La Regione Abruzzo, ha inoltre fissato gli stessi limiti demografici anche nel caso di gestione associata attraverso la convenzione.

Limiti demografici minimi per la gestione associata delle funzioni fondamentali in Regione Abruzzo.

Tipologia

Numero abitanti

Deroga per particolari condizioni

Unione di comuni e convenzione

5000

3000

Unioni di comuni speciali e convenzioni per comuni inferiori a 1000 abitanti

1000

1.4 Gestione associata e Comunità Montane.

La norma non prevede la possibilità di svolgere la gestione associata delle funzioni e dei servizi da parte delle Comunità Montane. L’interpretazione prevalente è quella che le comunità montane siano di fatto escluse dalla gestione associata in quanto il disegno che il legislatore statale sta prefigurando è un quadro delle autonomie locali nel quale non c’è posto per le Comunità Montane. Vanno in questa direzione l’abolizione del finanziamento statale, già operato da qualche anno, e la predisposizione della Carta delle autonomie non ancora approvata dal Parlamento.

In realtà, allo Stato attuale, le Comunità Montane pur non godendo dello status di enti costituzionalmente necessari, ricadono nell’esercizio dell’autonoma potestà legislativa residuale delle Regioni, così come ha stabilito più volte la Corte Costituzionale, e godono del riconoscimento degli articoli 27 e 28 del testo unico sugli enti locali che nessuno ha mai abrogato. In particolare l’art. 28 stabilisce: “ L’esercizio associato di funzioni proprie dei comuni o a questi conferite dalla regione spetta alle comunità montane. Spetta, altresì, alle comunità montane l’esercizio di ogni altra funzione ad esse conferita dai comuni, dalla provincia e dalla regione”.

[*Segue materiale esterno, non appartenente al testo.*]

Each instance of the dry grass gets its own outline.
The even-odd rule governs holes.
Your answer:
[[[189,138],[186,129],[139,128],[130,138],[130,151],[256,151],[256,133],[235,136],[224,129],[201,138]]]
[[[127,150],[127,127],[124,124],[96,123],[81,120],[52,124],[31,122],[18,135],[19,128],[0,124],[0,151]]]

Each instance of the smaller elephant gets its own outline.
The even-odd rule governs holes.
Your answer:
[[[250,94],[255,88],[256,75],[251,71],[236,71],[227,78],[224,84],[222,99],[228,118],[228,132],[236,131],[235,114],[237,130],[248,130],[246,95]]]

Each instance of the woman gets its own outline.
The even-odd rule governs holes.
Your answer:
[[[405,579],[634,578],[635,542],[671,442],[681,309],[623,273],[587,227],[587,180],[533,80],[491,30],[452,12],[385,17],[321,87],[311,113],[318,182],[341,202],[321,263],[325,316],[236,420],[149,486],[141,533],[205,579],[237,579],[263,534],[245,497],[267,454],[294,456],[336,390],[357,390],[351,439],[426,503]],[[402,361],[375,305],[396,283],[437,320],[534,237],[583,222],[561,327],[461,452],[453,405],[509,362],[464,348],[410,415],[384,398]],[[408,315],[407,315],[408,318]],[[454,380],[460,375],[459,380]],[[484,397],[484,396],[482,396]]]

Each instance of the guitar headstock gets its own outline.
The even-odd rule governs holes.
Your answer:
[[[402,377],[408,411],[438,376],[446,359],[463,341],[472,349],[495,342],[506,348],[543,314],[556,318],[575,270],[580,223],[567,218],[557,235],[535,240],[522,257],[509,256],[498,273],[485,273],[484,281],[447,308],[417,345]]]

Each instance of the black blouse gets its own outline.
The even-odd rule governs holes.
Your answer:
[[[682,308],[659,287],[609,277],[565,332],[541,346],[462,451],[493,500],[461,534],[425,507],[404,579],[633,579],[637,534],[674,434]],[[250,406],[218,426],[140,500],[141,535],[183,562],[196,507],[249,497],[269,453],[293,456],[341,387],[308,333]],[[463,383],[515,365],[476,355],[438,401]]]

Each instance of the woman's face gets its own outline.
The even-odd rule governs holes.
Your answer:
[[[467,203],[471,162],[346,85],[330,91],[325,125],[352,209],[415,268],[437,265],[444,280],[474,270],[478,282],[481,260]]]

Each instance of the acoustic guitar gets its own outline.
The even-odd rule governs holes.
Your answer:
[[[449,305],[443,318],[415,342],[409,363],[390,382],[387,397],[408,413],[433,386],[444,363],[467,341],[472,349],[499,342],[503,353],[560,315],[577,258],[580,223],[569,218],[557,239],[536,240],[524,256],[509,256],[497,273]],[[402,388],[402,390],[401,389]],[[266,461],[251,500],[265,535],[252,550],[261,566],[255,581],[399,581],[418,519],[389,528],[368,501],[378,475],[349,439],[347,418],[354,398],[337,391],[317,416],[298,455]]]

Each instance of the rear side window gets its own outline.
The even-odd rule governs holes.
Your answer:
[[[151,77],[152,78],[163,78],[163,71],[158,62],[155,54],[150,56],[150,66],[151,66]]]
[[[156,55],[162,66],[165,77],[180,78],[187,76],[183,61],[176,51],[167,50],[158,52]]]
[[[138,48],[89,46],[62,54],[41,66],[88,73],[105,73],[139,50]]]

Dunque allo Stato attuale non esiste alcun ostacolo normativo affinché le Comunità montane possano svolgere l’esercizio associato di funzioni in convenzione.

1.5 I tempi.

I comuni sono obbligati ad esercitare in forma associata, nelle modalità prescelte, almeno 3 funzioni a partire dal 1 gennaio 2013 e tutte le funzioni a partire dal 1 gennaio 2014. Devono, inoltre, gestire in forma associata gli appalti a partire dal 1 aprile 2013.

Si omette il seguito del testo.